"Genelde Sokrates öncesi filozofların en çok kafaya taktıkları konudur" dersek abartmış olmayız. Thales; "her şey sudan türemiş ve ona dönecektir" demiştir. Anaximander; "sınırsız, belirsiz, tanımsız (Aperion)" olarak savunmuştur. Anaximenes; " hava yoğunlaşarak toprak ve suya, seyrelerek ateşe dönüşür, yani yoğunluk değişimi farklı formları oluşturur" fikrini ileri sürmüştür. Herakleitos; "her şey akar" demiştir. O'na göre, her şey değişim halindedir ve bu değişimin sembolü ateştir. Demokritos ise, (bana göre) nokta atışı öngörüye sahiptir; evrenin bölünemez küçük parçacıklardan (atomlar) oluştuğunu, farklı özelliklerinin çeşitliliği sağladığı görüşünü ileri sürmüştür. Aristotales; hava, toprak, su ve ateşin yanına 5. bir element eklemiş ve "esir" olarak tanımlamıştır. (Felsefe ile ilgilenen Ayça Gür hanım, umarım bu kısa özetimde hata yaptığımı düşünmez).

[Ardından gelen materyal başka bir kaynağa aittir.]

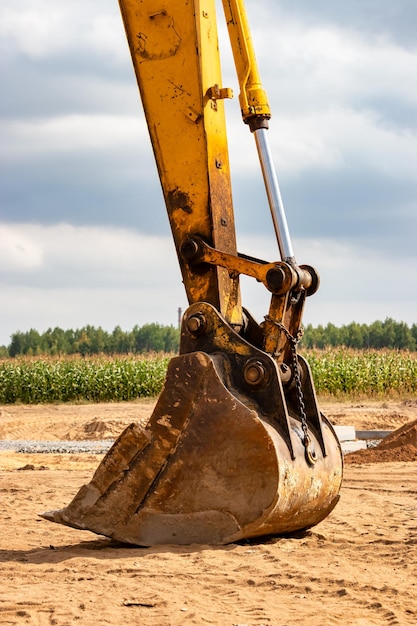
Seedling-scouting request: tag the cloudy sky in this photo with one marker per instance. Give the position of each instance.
(84, 237)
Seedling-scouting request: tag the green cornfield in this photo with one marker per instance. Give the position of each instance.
(80, 379)
(344, 371)
(337, 372)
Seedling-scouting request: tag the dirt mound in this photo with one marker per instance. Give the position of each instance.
(401, 445)
(97, 429)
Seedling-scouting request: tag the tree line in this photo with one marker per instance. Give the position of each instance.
(158, 338)
(387, 334)
(91, 340)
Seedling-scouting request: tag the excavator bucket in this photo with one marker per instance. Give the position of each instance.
(223, 456)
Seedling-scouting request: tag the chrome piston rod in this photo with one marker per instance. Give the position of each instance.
(274, 196)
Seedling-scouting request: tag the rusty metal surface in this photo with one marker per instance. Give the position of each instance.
(221, 459)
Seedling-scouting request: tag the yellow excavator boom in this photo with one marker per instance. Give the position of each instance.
(236, 446)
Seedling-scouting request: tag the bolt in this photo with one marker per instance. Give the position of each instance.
(254, 373)
(196, 324)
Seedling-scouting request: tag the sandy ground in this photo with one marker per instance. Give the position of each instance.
(358, 567)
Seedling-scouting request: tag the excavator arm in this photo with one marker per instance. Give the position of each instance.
(236, 446)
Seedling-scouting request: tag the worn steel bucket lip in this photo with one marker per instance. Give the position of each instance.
(257, 487)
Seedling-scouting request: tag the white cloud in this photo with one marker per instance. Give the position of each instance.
(18, 250)
(40, 29)
(71, 133)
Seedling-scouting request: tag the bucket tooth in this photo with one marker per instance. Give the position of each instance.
(209, 468)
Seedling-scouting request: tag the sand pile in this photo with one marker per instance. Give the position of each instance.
(401, 445)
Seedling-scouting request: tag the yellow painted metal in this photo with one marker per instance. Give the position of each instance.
(253, 99)
(168, 42)
(236, 446)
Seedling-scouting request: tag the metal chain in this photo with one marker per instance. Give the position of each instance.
(294, 341)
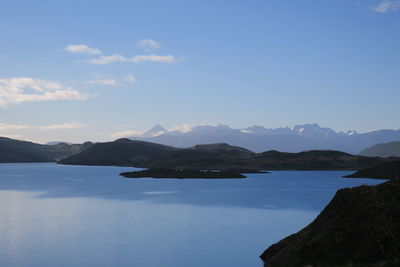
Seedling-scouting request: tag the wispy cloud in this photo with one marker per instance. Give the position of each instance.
(386, 6)
(129, 78)
(19, 90)
(82, 49)
(71, 125)
(126, 134)
(12, 136)
(11, 127)
(148, 44)
(110, 82)
(136, 59)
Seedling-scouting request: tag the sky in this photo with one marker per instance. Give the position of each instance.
(89, 70)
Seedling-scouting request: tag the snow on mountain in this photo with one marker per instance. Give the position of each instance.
(259, 139)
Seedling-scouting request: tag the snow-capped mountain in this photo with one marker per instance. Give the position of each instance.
(259, 139)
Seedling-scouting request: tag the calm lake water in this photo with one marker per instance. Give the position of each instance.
(55, 215)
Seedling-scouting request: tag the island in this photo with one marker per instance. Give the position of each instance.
(183, 174)
(218, 156)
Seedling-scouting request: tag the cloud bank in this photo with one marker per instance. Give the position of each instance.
(136, 59)
(148, 44)
(82, 49)
(24, 89)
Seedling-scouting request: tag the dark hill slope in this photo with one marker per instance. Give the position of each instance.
(391, 149)
(21, 151)
(212, 156)
(312, 160)
(386, 170)
(359, 227)
(122, 152)
(125, 152)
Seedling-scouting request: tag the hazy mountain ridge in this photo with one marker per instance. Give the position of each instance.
(22, 151)
(259, 139)
(125, 152)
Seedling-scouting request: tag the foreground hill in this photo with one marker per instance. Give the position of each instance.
(385, 170)
(359, 227)
(391, 149)
(21, 151)
(122, 152)
(125, 152)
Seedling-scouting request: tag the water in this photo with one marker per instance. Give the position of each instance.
(55, 215)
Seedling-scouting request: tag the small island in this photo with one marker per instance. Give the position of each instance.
(183, 174)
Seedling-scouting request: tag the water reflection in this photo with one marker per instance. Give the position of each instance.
(54, 215)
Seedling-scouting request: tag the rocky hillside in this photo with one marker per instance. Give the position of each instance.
(359, 227)
(385, 150)
(125, 152)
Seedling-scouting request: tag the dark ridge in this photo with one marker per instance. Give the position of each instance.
(385, 150)
(359, 227)
(221, 156)
(386, 170)
(182, 174)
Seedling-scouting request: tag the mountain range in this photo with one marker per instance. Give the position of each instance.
(22, 151)
(258, 138)
(125, 152)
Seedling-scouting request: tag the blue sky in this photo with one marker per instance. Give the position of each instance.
(88, 70)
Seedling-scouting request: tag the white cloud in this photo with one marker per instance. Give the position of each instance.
(11, 127)
(136, 59)
(126, 134)
(130, 78)
(386, 6)
(24, 89)
(110, 82)
(82, 49)
(71, 125)
(148, 44)
(12, 136)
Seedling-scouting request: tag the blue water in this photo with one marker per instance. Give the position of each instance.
(55, 215)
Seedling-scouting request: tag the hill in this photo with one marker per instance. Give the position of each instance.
(359, 227)
(125, 152)
(122, 152)
(22, 151)
(258, 138)
(385, 150)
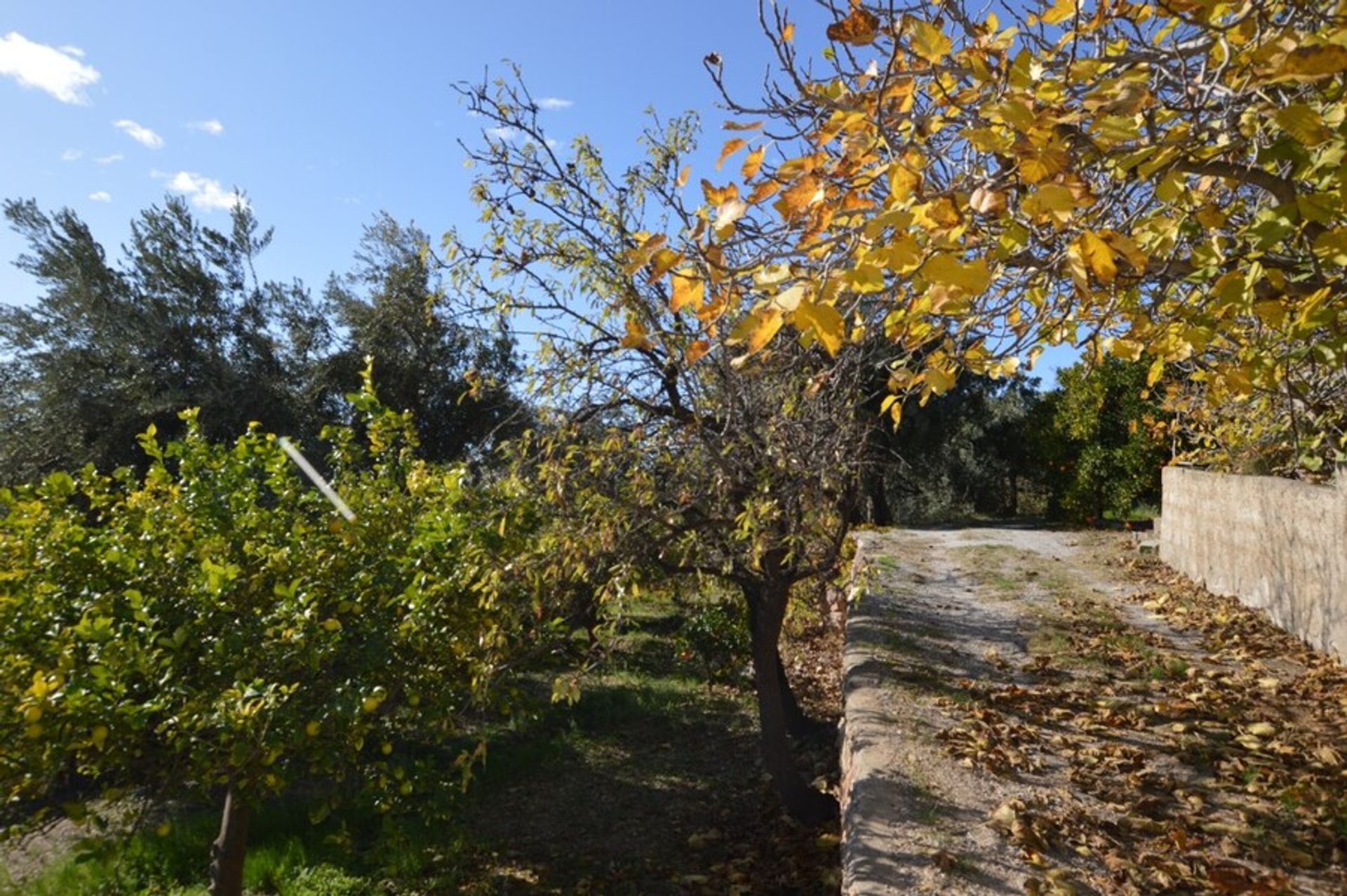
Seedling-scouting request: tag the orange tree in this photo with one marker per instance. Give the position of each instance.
(671, 441)
(215, 629)
(942, 194)
(1146, 180)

Arkhe'nin ne olduğunu güncel bilimsel veriler ile tanımlamak, henüz mümkün görünmüyor. Ama en azından cevabın, "Büyük Patlama" olarak tanımladığımız sürecin ilk başlangıç anında saklı olduğunu tahmin edebiliriz.
Bu andan itibaren okuduklarınız kişisel görüşümdür. Pek çok filozof gözlemlerine göre fikir yürütmüş, benim neyim eksik 😊. Bana göre; Arkhe bir hiçtir veya hiçliktir. "Büyük Patlama" ise hiçliği artı ve eksilere ayırmıştır. Evrendeki tüm artı ve eksileri toplarsanız sonuç sıfır olur, yani hiçliğe ulaşırsınız. Böyle bir varsayımda bulunmamın elbette bazı nedenleri var: Evrende her parçacığın anti parçacığı da vardır ve kuantum dalgalanmalarında da süreç kendini tekrarlar durur. Parçacık ve anti parçacık çiftleri oluşur ve bir araya geldiklerinde tekrar yok olurlar.
Elbette bu görüşümde Hawking'in öngörüsü de etkilidir: "Evrendeki tüm maddenin kütleçekimsel potansiyel enerjisi, maddenin kendisinin enerjisine eşit ve zıt işaretlidir. Bu, toplam enerjinin sıfır olmasını sağlar".
Sonuç olarak; hepimiz ve her şey aslında bir "hiçtir", varlık ise sadece yanılgıdan ibarettir, varlığın Arkhe'sini aramak boşuna bir çabadır.